Breaking the ice

As a 10-year-old, Lisa Langley used to commute all the way from her Manchester home to Boston to skate with the likes of Paul Wylie and Nancy Kerrigan.
Now 37, Langley is teaching local children and adults a range of skating level classes a bit closer to home. She was hired in July as the skating director at the new Conway Arena, a state-of-the-art facility that opened in Nashua in September.
Tonight from 6-8, Langley is hosting a fund-raising exhibition for prospective skaters, featuring current students in solo and group performances. Tickets are $5.
“It’s a beautiful facility. It’s a wonderful rink with wonderful management,” Langley, a senior-level skater who has taught classes since 1984, said Friday.
The 200-foot-by-85-foot Conway Arena is the new home to the Daniel Webster College and Nashua and Souhegan high school hockey teams, plus the local youth hockey association, according to Langley’s public relations assistant, Mercy Zaveri. Group and private lessons in basic skills and freestyle at the new rink start at $99 for an eight-week session..

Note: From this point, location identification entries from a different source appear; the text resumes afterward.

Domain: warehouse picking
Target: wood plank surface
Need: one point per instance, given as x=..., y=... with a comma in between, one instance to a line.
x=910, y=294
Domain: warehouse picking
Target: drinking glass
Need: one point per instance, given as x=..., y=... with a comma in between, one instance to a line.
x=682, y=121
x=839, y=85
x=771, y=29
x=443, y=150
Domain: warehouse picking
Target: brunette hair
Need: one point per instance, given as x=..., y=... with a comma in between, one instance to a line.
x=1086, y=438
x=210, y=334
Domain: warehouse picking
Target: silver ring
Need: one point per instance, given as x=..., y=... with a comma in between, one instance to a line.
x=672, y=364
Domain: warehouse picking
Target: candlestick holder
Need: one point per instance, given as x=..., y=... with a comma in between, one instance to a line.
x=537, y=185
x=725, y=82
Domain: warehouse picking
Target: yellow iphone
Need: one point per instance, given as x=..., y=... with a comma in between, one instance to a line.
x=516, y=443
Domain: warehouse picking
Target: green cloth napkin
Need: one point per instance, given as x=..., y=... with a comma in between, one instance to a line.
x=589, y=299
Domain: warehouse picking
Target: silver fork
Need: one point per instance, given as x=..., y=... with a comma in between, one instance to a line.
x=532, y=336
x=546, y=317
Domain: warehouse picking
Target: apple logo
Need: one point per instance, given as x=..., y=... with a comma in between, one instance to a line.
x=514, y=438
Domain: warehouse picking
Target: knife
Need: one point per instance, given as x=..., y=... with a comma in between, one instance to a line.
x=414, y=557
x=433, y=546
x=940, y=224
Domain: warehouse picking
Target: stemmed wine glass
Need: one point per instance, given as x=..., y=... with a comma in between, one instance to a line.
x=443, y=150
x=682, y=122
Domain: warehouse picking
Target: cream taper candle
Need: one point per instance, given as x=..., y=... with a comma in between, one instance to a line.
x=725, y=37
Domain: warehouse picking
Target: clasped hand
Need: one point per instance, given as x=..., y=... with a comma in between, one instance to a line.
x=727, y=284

“So far, our learn-to-skate is sold out,” Langley said.
New classes begin in January though, and there are still openings for that session, she said.
Langley is also in the process of starting the Gate City Figure Skating Club, an amateur competitive organization based at the rink that will participate in local and regional exhibitions and meets. The club started to meet in October, but it will be about six months more before it gets official certification from the United States Figure Skating Association, she said.
Langley’s skaters come from as far away as Fitchburg and Acton, Mass., for morning and evening classes and range in age from 3 to adults. One of those adult skaters is Zaveri.
“I’m in the basic-skills program,” Zaveri said earlier this week. While she has skated all her life, Zaveri, 30, had never taken an organized lesson before signing up with Langley.
SKATING EXHIBITION
“I can go in one direction very well,” she said.
Zaveri is hoping to learn some fancier moves in the group sessions she is taking.
“My goal is to compete as an adult in the lower levels,” she said.
The adult classes are open to a range of ability levels. Zaveri grew up studying jazz, tap, ballet and Irish dance, so skating moves are not totally foreign to her.
“In our class, some women had to hold the wall,” while learning to skate better, she said. Langley said so far, only one adult male has signed up for classes and all the children are girls. Men and boys are welcome to sign up, too, she said.
Langley skated for coach Theresa Martin in Burlington, Mass., and later at the Skating Club of Boston as a child. Today, her own 7-year-old daughter, Emily is one of her students and 4-year-old son Eric is learning to skate, too. Skating really is a family affair for the Langley’s; Lisa’s husband, Arthur, played goalie for Saint Anselm College hockey team.
Class levels include basic skills level 1 to freestyle level 6 and the Gate City Figure Skating Club will compete in the intermediate to senior levels at regional competitions.